È in fase di allestimento anche un’altra zona chiamata Cotral che ospita 43 esercizi. La Regione Lazio ha finora assicurato, per quanto riguarda Amatrice, complessivamente fondi per circa 11 milioni di euro, dei quali poco oltre 4,3 milioni di euro per l’Area “Triangolo” (circa 3 milioni per la realizzazione della struttura e 1,3 in contributi per la ripartenza delle attività ). Anche qui però si sono sommati ritardi su ritardi.
Il riavvio delle attività commerciali era fissato ad aprile, doveva essere “la Pasqua della rinascita”, secondo gli annunci e le speranze del sindaco Pirozzi.
Tasse.
La promessa di zero tasse e zero contributi per due anni per i terremotati si è risolta in “una presa in giro?”, chiedeva prima di ferragosto il sindaco Pirozzi pronto alle barricate.
E poi il primo cittadino di Arquata Aleandro Petrucci: “Prima le macerie, che non si è mosso un sasso per mesi. Poi le casette, che non arrivavano mai. Adesso la no-tax area, che se la rimangiano. Ma che pensano che stiamo a gioca’? Qui la gente non ce la fa più”.

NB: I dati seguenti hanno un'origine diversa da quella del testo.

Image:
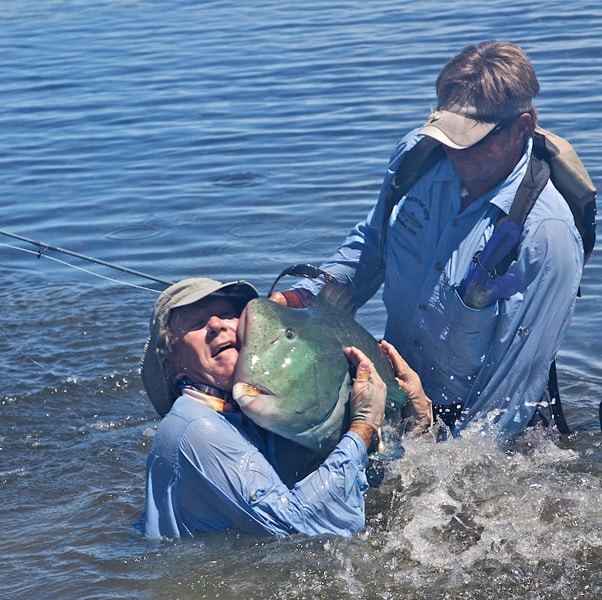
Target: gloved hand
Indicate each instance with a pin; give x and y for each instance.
(293, 298)
(369, 391)
(481, 287)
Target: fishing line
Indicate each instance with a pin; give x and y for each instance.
(43, 248)
(62, 262)
(41, 252)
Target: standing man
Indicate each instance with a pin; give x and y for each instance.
(482, 344)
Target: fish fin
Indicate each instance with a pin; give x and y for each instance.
(335, 294)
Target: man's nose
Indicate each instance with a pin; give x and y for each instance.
(216, 324)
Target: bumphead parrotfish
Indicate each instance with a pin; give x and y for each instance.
(292, 376)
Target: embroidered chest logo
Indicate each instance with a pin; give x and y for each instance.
(413, 214)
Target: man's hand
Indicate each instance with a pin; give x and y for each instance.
(368, 396)
(482, 287)
(419, 408)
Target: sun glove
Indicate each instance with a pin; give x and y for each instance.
(482, 287)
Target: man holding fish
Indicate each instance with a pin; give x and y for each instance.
(482, 340)
(211, 468)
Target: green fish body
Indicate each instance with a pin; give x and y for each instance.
(292, 376)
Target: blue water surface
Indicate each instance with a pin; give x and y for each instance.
(230, 140)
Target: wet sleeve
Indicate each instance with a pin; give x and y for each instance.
(531, 329)
(358, 262)
(220, 480)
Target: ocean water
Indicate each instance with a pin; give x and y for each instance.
(230, 140)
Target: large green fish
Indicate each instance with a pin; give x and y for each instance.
(292, 376)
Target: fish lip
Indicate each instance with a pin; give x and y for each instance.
(258, 390)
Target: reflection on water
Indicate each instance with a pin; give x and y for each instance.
(230, 140)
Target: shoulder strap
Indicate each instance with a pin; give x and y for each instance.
(571, 179)
(535, 179)
(414, 164)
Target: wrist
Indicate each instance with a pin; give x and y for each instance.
(365, 431)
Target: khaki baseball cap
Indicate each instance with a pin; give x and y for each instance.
(462, 127)
(159, 383)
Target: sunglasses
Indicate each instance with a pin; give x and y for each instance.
(306, 271)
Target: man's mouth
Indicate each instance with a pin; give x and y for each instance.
(222, 348)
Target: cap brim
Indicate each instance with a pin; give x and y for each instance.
(455, 130)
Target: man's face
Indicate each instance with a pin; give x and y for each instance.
(484, 165)
(205, 349)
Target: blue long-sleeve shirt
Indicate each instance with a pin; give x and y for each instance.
(494, 361)
(209, 471)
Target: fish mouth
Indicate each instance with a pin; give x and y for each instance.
(245, 393)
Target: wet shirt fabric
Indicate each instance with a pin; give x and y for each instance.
(493, 361)
(210, 471)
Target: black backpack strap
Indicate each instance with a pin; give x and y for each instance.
(414, 164)
(535, 179)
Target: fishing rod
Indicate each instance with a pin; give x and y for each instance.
(44, 247)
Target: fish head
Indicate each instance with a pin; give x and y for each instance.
(290, 370)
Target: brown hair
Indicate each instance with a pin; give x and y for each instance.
(496, 78)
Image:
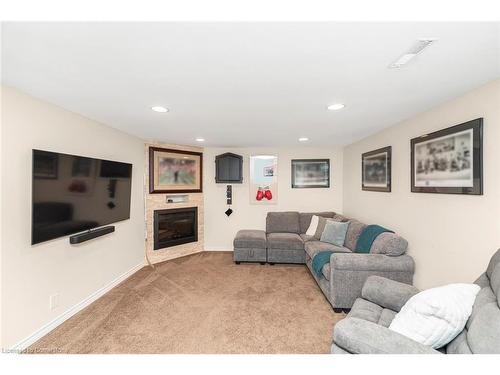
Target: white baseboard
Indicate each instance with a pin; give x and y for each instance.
(38, 334)
(218, 249)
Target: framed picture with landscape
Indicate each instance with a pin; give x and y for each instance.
(310, 173)
(376, 170)
(449, 161)
(175, 171)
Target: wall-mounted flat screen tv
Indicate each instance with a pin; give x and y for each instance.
(72, 194)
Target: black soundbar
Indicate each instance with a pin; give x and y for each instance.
(82, 237)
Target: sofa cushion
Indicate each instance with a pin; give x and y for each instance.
(282, 222)
(386, 317)
(340, 218)
(250, 239)
(305, 218)
(436, 316)
(483, 335)
(334, 232)
(353, 232)
(326, 271)
(313, 247)
(306, 237)
(284, 241)
(366, 310)
(389, 244)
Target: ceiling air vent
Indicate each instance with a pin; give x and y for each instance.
(418, 47)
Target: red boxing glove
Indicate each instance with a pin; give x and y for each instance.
(268, 194)
(260, 194)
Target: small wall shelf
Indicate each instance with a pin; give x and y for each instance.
(229, 168)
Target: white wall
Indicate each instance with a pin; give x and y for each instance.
(451, 237)
(220, 229)
(30, 274)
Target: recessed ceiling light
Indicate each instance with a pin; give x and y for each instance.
(160, 109)
(417, 48)
(336, 106)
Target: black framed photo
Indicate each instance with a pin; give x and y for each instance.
(449, 161)
(310, 173)
(376, 170)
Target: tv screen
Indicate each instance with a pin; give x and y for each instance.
(73, 194)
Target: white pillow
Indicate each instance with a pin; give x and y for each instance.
(436, 316)
(313, 226)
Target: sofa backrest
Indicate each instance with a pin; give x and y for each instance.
(390, 244)
(482, 331)
(353, 231)
(305, 219)
(283, 222)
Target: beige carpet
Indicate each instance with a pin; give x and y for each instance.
(203, 303)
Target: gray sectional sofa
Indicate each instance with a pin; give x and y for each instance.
(365, 331)
(285, 241)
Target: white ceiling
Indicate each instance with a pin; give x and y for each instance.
(247, 84)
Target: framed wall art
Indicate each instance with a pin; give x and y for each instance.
(449, 161)
(175, 171)
(310, 173)
(263, 179)
(376, 170)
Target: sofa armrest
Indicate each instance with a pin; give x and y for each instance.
(371, 262)
(387, 293)
(363, 337)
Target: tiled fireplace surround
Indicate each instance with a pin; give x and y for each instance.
(159, 202)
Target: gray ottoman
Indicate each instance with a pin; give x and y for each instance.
(250, 246)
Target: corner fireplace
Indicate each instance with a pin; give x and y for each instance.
(175, 227)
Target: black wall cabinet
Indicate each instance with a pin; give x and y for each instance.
(229, 168)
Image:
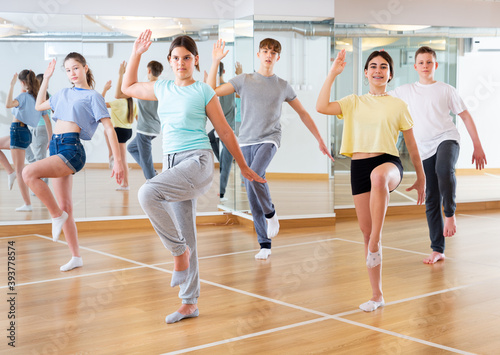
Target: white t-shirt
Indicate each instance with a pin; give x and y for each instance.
(430, 107)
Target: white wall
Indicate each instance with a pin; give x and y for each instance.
(463, 13)
(304, 64)
(479, 86)
(299, 151)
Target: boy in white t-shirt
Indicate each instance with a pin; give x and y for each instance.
(430, 103)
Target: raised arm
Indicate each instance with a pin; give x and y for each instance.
(323, 104)
(311, 126)
(226, 134)
(41, 103)
(10, 103)
(48, 127)
(217, 54)
(419, 184)
(130, 86)
(478, 155)
(107, 86)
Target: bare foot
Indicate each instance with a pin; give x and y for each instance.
(181, 262)
(450, 226)
(434, 257)
(186, 309)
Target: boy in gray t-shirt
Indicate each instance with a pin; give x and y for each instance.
(262, 95)
(148, 127)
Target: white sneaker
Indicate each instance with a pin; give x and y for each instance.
(263, 254)
(24, 208)
(11, 178)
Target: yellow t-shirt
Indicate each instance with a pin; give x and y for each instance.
(119, 113)
(372, 124)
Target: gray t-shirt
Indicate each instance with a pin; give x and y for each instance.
(148, 122)
(262, 98)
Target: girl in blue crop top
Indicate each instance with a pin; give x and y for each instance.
(77, 111)
(25, 114)
(374, 171)
(169, 199)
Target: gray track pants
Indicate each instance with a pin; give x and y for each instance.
(169, 200)
(258, 158)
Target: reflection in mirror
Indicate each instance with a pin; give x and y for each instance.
(455, 49)
(298, 175)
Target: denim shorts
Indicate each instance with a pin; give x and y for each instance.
(361, 170)
(123, 134)
(68, 147)
(20, 136)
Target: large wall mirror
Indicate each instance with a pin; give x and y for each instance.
(466, 58)
(299, 174)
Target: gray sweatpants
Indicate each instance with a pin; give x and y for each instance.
(169, 200)
(37, 150)
(258, 158)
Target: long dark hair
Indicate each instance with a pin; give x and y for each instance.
(81, 59)
(186, 42)
(29, 79)
(130, 105)
(386, 57)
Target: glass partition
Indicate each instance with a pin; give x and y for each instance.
(453, 46)
(105, 41)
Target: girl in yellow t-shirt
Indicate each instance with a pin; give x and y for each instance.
(123, 113)
(372, 123)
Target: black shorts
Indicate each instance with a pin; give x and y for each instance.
(361, 170)
(123, 134)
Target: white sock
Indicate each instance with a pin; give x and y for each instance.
(24, 208)
(370, 306)
(75, 262)
(57, 224)
(273, 226)
(10, 179)
(263, 254)
(374, 259)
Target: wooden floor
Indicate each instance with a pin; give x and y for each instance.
(94, 195)
(303, 300)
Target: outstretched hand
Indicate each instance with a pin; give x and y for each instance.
(419, 185)
(14, 80)
(251, 175)
(123, 67)
(324, 149)
(142, 42)
(218, 51)
(50, 69)
(239, 68)
(339, 63)
(479, 157)
(117, 172)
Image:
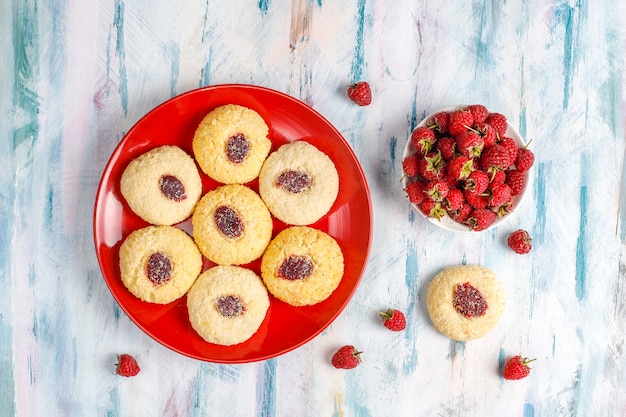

Il premier Gentiloni in visita ad Arquata del Tronto ha assicurato di no. “Sarei pazzo se dicessi che non ci sono difficoltà . Ma abbiamo un buon impianto sulle zone franche urbane, c’è un sistema finanziario che non è mai stato così importante dal punto di vista finanziario”.
Nessuna mancata promessa, garantisce: “Siamo sempre stati aperti alle obiezioni e a valutare osservazioni, non abbiamo mai fatto nulla di diverso da quanto contenuto nella legge. Se si può fare di più noi siamo disposti a parlare con il sindaco di Amatrice. L’impegno del governo è spingere il più possibile. Se ci sono cose da aggiustare le aggiusteremo”.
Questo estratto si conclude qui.